An individual capitalisation account with a pension fund based on a fully funded DC model follows the individual account holder, ie the pension fund member. Therefore one of the basic reasons for pension companies’ unwillingness to implement international activities is the limited cross-border affiliation. However, there are already a good number of Bulgarian emigrants who work abroad, as well as employees who work for foreign companies in Bulgaria, who receive their pay from abroad. Given the Bulgarian private pension fund performance, it is not surprising that such potential members are interested in keeping their third-pillar retirement savings in the country. The advantages for the Bulgarian financial market are not in doubt.
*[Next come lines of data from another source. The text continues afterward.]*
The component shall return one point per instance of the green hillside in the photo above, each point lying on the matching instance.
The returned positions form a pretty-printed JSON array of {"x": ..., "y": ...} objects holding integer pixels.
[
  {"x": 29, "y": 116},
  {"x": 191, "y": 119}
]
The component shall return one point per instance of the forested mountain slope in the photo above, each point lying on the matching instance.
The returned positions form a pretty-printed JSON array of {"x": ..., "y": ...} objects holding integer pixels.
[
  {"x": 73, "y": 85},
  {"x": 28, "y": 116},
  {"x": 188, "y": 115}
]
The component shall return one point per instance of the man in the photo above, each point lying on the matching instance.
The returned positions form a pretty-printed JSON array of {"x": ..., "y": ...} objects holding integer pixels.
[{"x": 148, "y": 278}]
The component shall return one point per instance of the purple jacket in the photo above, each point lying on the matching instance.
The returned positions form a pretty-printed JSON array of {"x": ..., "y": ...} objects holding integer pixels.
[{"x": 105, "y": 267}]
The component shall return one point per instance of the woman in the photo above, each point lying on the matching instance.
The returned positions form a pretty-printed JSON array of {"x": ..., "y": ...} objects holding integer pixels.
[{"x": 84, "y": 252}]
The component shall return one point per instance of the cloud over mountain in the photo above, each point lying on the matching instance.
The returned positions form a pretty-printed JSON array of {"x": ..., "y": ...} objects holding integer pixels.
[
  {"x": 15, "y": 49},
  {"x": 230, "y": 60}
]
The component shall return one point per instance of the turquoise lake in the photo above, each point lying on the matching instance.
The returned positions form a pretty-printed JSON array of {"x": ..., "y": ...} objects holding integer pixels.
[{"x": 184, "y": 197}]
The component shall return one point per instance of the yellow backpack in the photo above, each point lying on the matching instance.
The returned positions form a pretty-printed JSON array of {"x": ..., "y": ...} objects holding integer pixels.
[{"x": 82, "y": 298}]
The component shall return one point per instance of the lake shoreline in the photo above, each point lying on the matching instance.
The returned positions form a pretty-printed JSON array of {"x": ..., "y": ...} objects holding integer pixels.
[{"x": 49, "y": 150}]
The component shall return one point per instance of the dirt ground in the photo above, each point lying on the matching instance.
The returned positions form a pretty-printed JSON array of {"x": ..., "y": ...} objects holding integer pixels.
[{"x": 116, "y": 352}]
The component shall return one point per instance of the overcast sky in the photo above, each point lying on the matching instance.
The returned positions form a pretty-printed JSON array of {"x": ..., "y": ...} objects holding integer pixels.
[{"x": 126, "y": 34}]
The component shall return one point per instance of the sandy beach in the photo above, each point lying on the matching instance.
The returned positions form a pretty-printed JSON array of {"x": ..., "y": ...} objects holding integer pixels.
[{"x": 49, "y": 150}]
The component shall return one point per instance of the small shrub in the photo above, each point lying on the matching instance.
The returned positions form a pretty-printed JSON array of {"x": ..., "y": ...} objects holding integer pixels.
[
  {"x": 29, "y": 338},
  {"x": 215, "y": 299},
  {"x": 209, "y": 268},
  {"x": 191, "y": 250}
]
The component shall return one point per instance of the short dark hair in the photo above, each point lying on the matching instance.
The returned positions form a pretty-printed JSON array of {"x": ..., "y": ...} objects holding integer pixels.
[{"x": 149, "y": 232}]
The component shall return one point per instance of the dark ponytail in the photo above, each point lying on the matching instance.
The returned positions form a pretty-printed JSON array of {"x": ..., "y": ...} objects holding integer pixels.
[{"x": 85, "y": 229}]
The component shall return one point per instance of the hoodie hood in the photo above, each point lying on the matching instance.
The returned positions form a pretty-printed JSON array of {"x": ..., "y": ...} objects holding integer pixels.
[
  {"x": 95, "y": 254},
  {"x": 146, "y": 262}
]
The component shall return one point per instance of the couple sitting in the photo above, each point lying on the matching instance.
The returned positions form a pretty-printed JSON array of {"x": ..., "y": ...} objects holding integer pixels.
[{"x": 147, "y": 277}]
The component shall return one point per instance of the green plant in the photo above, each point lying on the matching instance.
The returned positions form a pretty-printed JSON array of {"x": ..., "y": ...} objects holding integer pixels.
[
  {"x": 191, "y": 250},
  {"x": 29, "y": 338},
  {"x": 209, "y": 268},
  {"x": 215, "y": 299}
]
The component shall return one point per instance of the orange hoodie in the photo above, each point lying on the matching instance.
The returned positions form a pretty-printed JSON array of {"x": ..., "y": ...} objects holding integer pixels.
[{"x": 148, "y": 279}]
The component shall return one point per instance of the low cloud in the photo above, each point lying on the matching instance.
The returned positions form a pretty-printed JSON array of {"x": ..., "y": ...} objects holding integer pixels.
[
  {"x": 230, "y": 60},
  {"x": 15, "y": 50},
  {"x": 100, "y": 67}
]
Of course, some further legal incentives would be of much help.
Based on third-pillar members’ demands, pension companies feel that further legislative solutions are needed in two directions: keeping the individual account accumulation in a foreign currency, such as euros and management of individual investment portfolios.
Keeping the individual account accumulation in euros, not just in BGN, will meet the needs of those paying contributions from the Euro-zone as well as those who intend to spend their retirement years in the EU. In view of the Bulgarian accession to the EU in 2007, it is probably just about time the proper solution were found.
Besides members, pension funds are already Euro-oriented. A good indicator is the currency exposure of the pension fund investment portfolio, as table 2 shows.
Unlike the compulsory funds (second-pillar), where the investments in BGN exceed those in euros, voluntary pension funds (third-pillar) show a higher percentage of investments in euros.
DC retirement schemes, where retirement payments are based on the individual account accumulation from contributions paid and investment income earned, have put forward the question about the balance between members’ rights and responsibilities. Unlike PAYG, fully funded second- and third-pillar DC schemes are teaching people that they are predominantly responsible for their own retirement income.